(still in) Ricky’s P.O.V.
Have I ever told you how much I despised hospitals? Well, I do…more than anything.
But there I was; sitting awkwardly in the waiting room, my foot tapping on the linoleum floor and my hands gripping my phone with hesitation as I mulled over the idea of growing the balls to call Emma and tell her about her beloved best friend…and my ex-best friend.
I’d gotten really far. Really, I had! I’d been so strong as to look up her dusty contact in my address book and even click on her name. But my thumb still seemed to falter when it was hovering over the Call button.
I groaned out loud, shoving my head back against the wall. I closed my eyes and listened to the sounds of the hospital: the faint beeping of machines that were plugged up in the multiple rooms, the ringing of the phones, the soft voices of the nurses as they spoke to the other people that shuffled around the hospital, either biting their nails for the news or laughing as they found out that their worries were now meaningless.
Soaking in the sounds, a chill running up my spine, making my whole body shudder. It brought back memories of when I’d broken my arm in fourth grade and had been rushed to this very building, only to be in excruciating pain for the next 24 hours. I vowed never to let myself come back here.
But I was back.
“Mr. Stephens?” came a quiet voice.
I glanced up to find a doe-eyed nurse standing above me.

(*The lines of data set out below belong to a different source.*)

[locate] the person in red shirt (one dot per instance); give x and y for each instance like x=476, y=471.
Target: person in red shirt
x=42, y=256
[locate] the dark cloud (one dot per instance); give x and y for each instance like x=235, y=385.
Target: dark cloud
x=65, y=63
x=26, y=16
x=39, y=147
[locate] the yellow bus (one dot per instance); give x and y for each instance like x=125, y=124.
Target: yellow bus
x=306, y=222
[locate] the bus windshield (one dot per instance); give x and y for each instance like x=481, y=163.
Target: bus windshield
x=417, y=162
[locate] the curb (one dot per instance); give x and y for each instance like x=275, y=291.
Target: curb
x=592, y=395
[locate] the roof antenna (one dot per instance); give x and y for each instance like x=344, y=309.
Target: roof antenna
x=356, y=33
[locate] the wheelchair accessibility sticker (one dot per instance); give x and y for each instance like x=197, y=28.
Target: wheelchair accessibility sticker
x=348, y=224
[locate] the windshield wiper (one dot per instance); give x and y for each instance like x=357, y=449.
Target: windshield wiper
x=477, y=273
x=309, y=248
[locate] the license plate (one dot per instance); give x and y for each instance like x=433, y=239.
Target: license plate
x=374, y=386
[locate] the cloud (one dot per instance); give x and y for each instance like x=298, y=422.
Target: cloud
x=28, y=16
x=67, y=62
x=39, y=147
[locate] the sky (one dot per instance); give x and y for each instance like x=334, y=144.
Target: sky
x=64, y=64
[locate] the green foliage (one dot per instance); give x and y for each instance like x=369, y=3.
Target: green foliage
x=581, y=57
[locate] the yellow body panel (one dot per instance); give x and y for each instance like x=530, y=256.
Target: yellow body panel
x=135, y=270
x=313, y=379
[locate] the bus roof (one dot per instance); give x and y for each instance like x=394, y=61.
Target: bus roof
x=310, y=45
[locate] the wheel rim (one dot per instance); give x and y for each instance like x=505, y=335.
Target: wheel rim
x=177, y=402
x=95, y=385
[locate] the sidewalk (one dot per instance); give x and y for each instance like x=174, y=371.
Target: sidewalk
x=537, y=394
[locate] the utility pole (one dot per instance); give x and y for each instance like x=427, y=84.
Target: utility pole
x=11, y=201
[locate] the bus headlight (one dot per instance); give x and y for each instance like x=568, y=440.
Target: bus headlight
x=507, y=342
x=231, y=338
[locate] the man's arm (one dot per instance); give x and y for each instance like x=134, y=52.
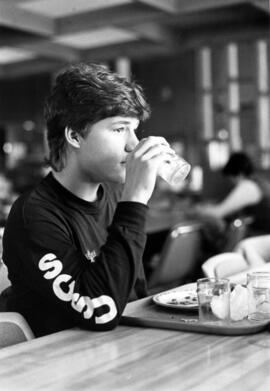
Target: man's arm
x=93, y=294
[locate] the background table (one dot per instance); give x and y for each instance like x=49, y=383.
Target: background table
x=137, y=359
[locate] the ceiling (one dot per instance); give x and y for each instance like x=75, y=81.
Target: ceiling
x=43, y=35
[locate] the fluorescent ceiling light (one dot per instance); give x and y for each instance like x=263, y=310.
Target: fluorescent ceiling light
x=96, y=38
x=9, y=55
x=60, y=8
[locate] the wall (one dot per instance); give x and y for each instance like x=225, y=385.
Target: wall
x=169, y=85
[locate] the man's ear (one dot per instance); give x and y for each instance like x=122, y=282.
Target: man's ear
x=72, y=137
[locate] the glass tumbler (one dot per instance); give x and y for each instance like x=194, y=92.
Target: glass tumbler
x=174, y=171
x=258, y=284
x=213, y=299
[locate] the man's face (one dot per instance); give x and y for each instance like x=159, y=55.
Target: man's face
x=103, y=153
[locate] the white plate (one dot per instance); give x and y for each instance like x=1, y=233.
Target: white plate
x=182, y=297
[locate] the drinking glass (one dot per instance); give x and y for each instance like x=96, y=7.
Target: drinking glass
x=175, y=170
x=213, y=299
x=258, y=284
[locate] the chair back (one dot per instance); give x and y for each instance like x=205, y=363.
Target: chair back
x=4, y=281
x=179, y=255
x=224, y=265
x=13, y=329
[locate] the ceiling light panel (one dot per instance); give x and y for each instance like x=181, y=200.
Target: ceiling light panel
x=11, y=55
x=96, y=38
x=61, y=8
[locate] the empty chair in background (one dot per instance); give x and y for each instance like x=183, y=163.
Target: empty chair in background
x=256, y=250
x=178, y=259
x=4, y=280
x=250, y=195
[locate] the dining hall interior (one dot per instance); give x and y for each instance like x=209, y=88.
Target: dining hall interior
x=203, y=67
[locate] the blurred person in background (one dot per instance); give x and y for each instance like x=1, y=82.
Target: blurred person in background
x=250, y=195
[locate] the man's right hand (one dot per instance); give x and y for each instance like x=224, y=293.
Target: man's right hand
x=142, y=168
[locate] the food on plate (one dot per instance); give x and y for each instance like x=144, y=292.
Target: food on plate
x=220, y=306
x=186, y=298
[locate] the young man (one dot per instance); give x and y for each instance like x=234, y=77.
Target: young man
x=73, y=245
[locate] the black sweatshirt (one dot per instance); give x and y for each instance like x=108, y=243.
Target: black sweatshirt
x=73, y=262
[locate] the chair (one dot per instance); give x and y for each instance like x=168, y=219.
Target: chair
x=4, y=281
x=179, y=256
x=237, y=230
x=224, y=265
x=13, y=329
x=256, y=250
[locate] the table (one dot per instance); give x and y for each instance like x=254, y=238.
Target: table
x=133, y=358
x=162, y=217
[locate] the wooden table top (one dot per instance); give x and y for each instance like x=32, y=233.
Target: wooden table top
x=133, y=358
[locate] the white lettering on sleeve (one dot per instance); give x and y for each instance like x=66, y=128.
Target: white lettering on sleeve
x=48, y=262
x=80, y=303
x=108, y=301
x=63, y=287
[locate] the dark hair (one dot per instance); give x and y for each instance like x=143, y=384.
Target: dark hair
x=84, y=94
x=238, y=164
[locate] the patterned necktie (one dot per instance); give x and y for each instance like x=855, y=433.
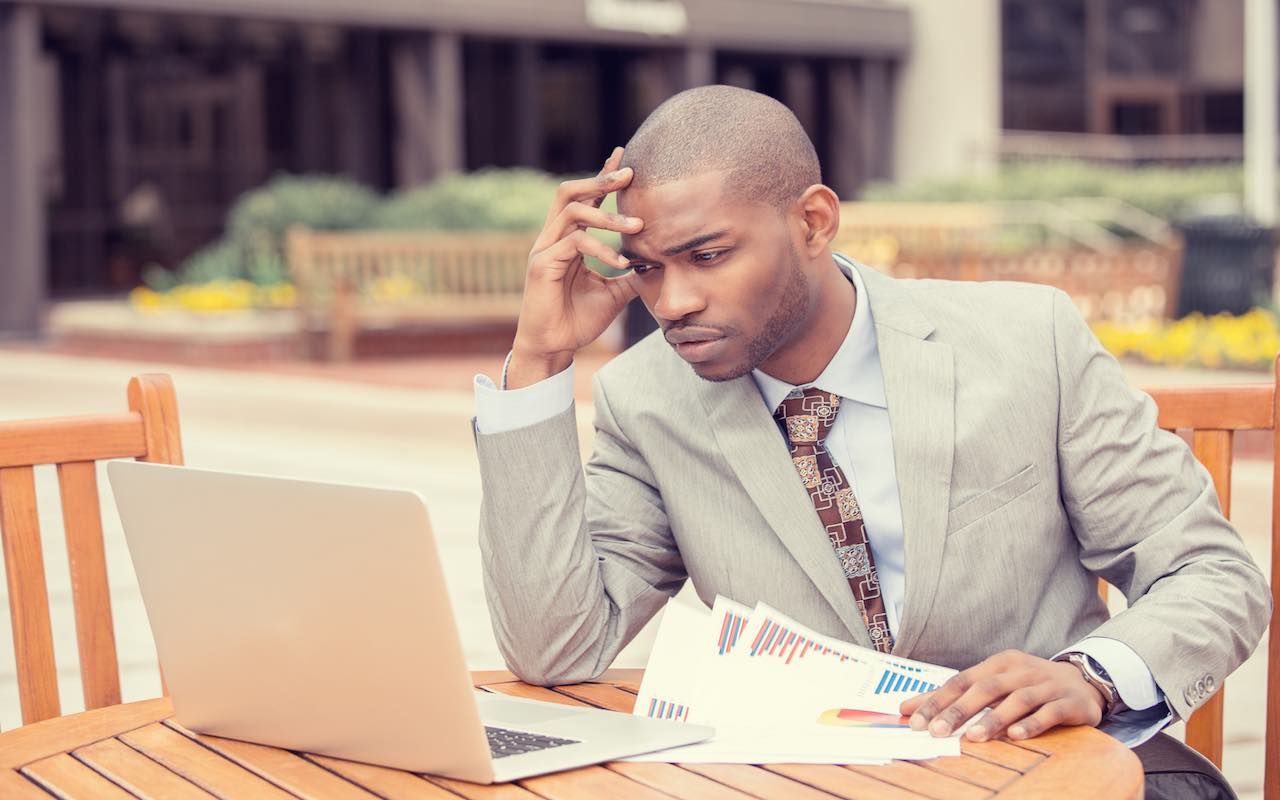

“Mr. and Mrs. Cross would like you to join them in Nathan’s room. They’re ready to talk with you,” she gave me a small smile.
“Uh, what about my mom?”
We both looked over at Mom, who was passed out in a lounge chair a few feet away. Her pained expression had finally left her, leaving a tranquil mask across her face.
“Why don’t we let her sleep? She’s been here for hours now and must be exhausted,” the nurse said.
We both got up and she led me to the patient wing. We zigzagged through the halls until we came to his room. I peered inside and found Mr. and Mrs. Cross lingering over a bed. I braced myself for blood and guts, but found Nathan to be patched up and lying still in his bed.
“Ricky!” Nathan’s over-emotional mom squealed. “I’m so glad you came!”
I was then pulled into a vice-tight hug. When she let me go, I was wheezing.
“How’s he doing?” I asked when I regained my breath.
Her mouth dropped. Mr. Cross hunched over.
The nurse replied to my question. “I’m afraid that in Nathan’s conditions, it does not look good. There is a lot of internal bleeding and he’s punctured a lung. There are also some other issues that the doctors are unable to fix at the moment.”
I didn’t respond to her. I don’t think I could’ve even if I’d wanted to. He was dying. Both of his parents knew, the doctors knew, even I knew. We were all just too frightened to face the truth. Nathan’s death was inevitable.